Green Party councillors Donna Cooney and Janet Horner had put forward a motion, asking the council to consider purchasing Clonturk House and Cottrell Lodge in Drumcondra with a view to repurposing them as cultural buildings.
The two buildings and surrounding grounds were listed for sale by estate agents Knight Frank on 21 January, on MyHome.ie.
Clonturk House was built circa 1820 by the city architect, Cooney told the committee. “So there’s connections to Dublin City within that.”
The boundary walls around the house are also made from the balustrades that previously made up Carlisle Bridge, now O’Connell Bridge, she said.
Local Thomas Dudley, better known as Bang Bang, spent his final years in the care of the Rosminians at Clonturk House between 1977 and 1981.
The building has office rooms, approximately 16 ensuite bedrooms, a library and several communal living areas, according to the Knight Frank brochure.

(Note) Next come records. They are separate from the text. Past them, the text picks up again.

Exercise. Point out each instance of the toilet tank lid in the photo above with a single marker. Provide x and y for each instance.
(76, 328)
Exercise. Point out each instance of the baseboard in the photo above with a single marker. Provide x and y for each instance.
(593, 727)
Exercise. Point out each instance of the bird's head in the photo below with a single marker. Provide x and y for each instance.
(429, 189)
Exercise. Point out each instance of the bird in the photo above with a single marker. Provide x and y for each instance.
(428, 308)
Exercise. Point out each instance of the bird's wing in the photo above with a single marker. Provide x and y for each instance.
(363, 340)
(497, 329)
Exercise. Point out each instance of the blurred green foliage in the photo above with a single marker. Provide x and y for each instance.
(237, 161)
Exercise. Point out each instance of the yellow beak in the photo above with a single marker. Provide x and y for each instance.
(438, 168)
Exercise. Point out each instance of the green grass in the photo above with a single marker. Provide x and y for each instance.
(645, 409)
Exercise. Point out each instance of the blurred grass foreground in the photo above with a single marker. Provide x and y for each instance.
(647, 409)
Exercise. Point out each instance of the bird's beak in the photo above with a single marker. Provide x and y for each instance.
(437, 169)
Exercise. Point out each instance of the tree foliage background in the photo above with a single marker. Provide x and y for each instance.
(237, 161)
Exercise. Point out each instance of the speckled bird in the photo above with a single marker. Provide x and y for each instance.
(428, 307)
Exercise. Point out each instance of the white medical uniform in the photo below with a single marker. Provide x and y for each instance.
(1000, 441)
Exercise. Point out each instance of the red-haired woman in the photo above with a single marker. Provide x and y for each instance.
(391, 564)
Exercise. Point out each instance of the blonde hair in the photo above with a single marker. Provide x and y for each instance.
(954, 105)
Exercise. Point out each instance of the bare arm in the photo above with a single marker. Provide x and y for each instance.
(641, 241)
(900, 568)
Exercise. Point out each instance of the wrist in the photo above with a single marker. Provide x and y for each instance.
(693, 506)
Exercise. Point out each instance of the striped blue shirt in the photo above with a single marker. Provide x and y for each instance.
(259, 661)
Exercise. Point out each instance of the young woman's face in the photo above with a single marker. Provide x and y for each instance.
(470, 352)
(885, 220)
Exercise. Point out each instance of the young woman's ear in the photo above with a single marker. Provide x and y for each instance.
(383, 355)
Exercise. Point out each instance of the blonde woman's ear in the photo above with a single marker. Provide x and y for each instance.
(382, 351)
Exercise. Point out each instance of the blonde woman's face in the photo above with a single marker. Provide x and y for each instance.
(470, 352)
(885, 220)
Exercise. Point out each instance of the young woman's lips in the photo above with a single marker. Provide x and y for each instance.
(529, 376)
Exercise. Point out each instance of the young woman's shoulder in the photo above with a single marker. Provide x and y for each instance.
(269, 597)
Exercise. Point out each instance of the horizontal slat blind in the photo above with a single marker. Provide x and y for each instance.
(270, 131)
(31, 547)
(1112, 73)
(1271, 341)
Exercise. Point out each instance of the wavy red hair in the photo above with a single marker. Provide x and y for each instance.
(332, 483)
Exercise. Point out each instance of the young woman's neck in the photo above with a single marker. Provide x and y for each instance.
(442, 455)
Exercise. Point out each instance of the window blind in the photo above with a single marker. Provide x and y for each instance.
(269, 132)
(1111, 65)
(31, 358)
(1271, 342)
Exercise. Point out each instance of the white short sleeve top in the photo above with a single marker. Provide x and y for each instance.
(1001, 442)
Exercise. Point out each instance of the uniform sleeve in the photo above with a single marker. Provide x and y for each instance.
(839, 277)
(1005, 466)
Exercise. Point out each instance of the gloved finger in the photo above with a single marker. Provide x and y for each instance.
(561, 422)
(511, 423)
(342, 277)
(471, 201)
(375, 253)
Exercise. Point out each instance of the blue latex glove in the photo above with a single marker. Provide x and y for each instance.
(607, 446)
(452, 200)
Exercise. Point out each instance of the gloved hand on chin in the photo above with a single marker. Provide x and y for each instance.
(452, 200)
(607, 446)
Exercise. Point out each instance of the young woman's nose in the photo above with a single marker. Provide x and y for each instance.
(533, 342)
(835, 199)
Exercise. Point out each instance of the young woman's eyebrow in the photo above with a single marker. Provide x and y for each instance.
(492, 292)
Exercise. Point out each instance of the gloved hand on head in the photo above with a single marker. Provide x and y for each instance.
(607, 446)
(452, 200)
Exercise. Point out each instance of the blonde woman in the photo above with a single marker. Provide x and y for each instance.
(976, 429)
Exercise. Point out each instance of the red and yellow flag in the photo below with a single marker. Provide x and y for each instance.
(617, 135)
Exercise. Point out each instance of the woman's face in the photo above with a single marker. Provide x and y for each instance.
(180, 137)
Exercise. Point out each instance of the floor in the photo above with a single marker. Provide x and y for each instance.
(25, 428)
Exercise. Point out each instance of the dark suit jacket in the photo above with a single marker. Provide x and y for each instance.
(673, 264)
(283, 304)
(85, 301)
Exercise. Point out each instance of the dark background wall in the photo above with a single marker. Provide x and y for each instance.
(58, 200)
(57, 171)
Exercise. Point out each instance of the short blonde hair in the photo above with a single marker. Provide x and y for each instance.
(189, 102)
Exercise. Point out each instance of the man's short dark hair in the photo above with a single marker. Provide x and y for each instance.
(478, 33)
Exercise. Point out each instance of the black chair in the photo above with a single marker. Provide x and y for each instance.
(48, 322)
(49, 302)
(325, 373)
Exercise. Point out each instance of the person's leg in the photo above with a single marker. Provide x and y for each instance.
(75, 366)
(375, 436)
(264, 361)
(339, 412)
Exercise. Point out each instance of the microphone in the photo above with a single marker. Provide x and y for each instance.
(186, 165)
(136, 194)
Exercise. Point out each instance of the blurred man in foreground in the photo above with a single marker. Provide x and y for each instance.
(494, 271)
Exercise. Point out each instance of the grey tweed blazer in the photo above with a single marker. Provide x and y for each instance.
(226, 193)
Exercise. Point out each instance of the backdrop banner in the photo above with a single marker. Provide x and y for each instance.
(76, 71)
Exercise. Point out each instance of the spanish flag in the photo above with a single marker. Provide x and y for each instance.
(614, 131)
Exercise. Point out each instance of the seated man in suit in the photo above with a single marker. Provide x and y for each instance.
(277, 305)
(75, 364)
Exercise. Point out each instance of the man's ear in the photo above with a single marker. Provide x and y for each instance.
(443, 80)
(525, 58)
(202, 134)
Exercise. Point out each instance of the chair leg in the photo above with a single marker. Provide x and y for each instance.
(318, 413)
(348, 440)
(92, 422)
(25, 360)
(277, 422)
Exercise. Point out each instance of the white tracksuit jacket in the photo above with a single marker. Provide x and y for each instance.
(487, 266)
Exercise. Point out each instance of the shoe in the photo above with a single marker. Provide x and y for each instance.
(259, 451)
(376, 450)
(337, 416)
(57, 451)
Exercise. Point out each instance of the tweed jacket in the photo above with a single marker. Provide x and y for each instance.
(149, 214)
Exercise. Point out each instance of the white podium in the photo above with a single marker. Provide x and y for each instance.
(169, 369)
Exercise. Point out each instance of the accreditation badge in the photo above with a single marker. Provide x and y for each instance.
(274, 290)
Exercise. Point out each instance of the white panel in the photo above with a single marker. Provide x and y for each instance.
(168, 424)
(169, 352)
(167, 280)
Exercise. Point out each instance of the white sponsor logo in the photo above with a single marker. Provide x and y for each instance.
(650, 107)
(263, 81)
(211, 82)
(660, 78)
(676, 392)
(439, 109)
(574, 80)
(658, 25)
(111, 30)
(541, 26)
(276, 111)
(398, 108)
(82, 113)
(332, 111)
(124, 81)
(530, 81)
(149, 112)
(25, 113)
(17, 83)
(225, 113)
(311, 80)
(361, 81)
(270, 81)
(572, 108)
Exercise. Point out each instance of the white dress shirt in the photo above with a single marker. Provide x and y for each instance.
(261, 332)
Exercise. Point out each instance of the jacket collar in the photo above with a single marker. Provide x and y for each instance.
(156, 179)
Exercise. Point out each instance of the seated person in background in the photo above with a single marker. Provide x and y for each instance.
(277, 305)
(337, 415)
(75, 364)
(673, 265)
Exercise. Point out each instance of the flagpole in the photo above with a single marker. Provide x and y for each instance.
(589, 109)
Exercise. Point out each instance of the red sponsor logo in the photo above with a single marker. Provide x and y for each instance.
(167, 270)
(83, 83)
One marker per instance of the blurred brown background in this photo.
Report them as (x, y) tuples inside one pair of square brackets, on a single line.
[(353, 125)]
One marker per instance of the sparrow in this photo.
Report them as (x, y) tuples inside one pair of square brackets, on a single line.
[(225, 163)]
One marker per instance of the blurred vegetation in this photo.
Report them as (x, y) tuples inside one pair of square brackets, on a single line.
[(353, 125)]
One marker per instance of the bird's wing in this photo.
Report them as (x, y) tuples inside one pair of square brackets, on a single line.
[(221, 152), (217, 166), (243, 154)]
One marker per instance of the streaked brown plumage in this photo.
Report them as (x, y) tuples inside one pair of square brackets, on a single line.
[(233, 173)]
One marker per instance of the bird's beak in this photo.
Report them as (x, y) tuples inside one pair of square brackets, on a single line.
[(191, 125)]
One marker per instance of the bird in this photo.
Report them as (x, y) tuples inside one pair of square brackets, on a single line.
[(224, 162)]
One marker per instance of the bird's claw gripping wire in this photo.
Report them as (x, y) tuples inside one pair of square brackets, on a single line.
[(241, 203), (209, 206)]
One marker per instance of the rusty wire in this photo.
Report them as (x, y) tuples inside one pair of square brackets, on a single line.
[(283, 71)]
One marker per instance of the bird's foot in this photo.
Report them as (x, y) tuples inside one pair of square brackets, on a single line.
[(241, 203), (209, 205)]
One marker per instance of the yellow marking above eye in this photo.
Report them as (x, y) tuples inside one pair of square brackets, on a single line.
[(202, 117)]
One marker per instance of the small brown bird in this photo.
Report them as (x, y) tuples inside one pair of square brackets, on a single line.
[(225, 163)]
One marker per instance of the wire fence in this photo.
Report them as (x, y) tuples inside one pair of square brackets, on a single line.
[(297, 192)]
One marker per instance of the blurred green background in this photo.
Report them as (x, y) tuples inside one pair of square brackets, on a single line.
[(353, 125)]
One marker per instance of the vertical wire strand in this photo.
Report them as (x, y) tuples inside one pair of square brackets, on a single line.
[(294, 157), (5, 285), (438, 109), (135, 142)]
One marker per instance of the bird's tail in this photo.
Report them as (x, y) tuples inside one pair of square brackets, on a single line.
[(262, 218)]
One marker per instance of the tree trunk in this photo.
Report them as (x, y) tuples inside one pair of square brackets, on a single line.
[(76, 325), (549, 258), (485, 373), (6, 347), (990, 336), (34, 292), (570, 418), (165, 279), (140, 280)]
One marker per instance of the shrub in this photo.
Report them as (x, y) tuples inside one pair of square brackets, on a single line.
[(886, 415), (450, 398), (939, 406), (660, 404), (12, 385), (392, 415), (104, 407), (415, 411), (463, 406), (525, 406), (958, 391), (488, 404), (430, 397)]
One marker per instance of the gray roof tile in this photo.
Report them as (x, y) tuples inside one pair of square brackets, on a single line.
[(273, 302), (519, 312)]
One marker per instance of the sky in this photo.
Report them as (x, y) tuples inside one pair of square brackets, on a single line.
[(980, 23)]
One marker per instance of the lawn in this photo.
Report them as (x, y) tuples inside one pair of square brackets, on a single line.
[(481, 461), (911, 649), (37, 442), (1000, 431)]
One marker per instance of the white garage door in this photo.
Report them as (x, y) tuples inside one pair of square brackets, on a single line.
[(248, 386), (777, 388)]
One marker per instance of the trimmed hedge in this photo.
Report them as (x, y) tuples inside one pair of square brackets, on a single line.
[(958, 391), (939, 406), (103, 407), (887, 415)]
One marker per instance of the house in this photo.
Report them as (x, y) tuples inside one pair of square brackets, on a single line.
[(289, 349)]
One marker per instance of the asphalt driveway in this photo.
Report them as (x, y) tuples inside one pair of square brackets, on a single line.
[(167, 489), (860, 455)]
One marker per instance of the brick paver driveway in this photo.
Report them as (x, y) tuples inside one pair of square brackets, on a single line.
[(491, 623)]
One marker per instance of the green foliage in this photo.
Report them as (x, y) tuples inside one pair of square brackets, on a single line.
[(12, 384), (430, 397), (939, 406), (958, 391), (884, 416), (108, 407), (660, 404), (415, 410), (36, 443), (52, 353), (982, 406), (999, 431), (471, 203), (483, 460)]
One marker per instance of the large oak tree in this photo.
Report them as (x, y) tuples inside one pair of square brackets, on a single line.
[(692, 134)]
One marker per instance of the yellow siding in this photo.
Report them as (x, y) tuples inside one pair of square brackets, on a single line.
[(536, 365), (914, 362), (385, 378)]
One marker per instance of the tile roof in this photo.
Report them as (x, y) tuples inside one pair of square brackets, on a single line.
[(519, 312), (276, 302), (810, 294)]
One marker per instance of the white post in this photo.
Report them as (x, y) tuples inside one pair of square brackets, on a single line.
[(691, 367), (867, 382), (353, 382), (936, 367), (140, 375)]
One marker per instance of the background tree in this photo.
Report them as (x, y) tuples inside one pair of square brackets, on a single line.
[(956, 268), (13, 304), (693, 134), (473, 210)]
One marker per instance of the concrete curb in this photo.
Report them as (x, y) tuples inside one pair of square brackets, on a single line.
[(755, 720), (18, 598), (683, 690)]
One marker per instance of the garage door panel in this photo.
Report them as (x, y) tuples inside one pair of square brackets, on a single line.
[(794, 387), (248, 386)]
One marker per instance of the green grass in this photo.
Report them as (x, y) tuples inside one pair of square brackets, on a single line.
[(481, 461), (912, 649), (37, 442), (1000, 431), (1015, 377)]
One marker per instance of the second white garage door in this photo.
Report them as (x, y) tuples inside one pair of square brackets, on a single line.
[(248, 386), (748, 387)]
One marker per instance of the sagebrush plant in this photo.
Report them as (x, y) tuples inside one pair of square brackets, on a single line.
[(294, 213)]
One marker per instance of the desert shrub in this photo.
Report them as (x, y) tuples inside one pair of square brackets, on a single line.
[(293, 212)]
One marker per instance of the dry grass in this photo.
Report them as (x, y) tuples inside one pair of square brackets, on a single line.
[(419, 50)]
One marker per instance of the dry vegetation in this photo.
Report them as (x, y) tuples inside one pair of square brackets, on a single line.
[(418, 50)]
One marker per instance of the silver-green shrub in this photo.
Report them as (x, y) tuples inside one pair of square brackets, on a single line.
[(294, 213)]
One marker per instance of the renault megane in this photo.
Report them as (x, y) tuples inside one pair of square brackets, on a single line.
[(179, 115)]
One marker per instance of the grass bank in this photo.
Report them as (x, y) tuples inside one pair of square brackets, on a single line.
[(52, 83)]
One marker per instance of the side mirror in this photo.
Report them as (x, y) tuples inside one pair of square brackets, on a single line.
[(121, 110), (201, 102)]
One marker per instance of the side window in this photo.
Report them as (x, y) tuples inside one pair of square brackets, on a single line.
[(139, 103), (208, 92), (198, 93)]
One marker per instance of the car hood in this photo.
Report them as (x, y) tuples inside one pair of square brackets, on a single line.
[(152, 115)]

Meanwhile, Cottrell Lodge, an adjacent two-storey block on the same grounds, dates to the 1980s and has about 10 bedrooms, the brochure says.
The site is zoned Z2, “Residential Neighbourhoods”, and could be used for housing, student accommodation, healthcare or education, the estate agent’s site says.
But there are a lot of high-density buildings in the area, and not a lot of cultural space, said Cooney.
David Dinnigan, the executive manager of the council’s Culture, Community, Leisure and Area Services Department, said the proposal wasn’t feasible.
His department doesn’t have the capacity at the moment to take on a project of this scale and cost, he said in a written report.
“The property in question is not in Council ownership and would require the council to compete in the open market to secure the property in a very short period of time,” Dinnegan wrote.
Bringing the properties up to code too would require multiples of the asking price, he said.
Owing to the 5 percent policy, a lot of cultural and community spaces are set to become available in the coming years, he said. “These will provide modern spaces that will not require such significant remedial investment and should be prioritised.”
While he ruled out the possibility of redeveloping Clonturk House, Dinnigan said the council also currently has a working group that is looking to open a new arts centre in the council’s administrative North Central Area.
That group is working on two specific schemes, he said. “One of them is on the Oscar Traynor Road which is going to offer absolutely amazing potential for sport, community and the arts.”
They are looking into how that site can be developed at present, he said.
Cooney, as a member of the working group, said it was the first she had heard about this potential new site on the Oscar Traynor Road. “I’m glad to hear that there’s something in the possible pipeworks.”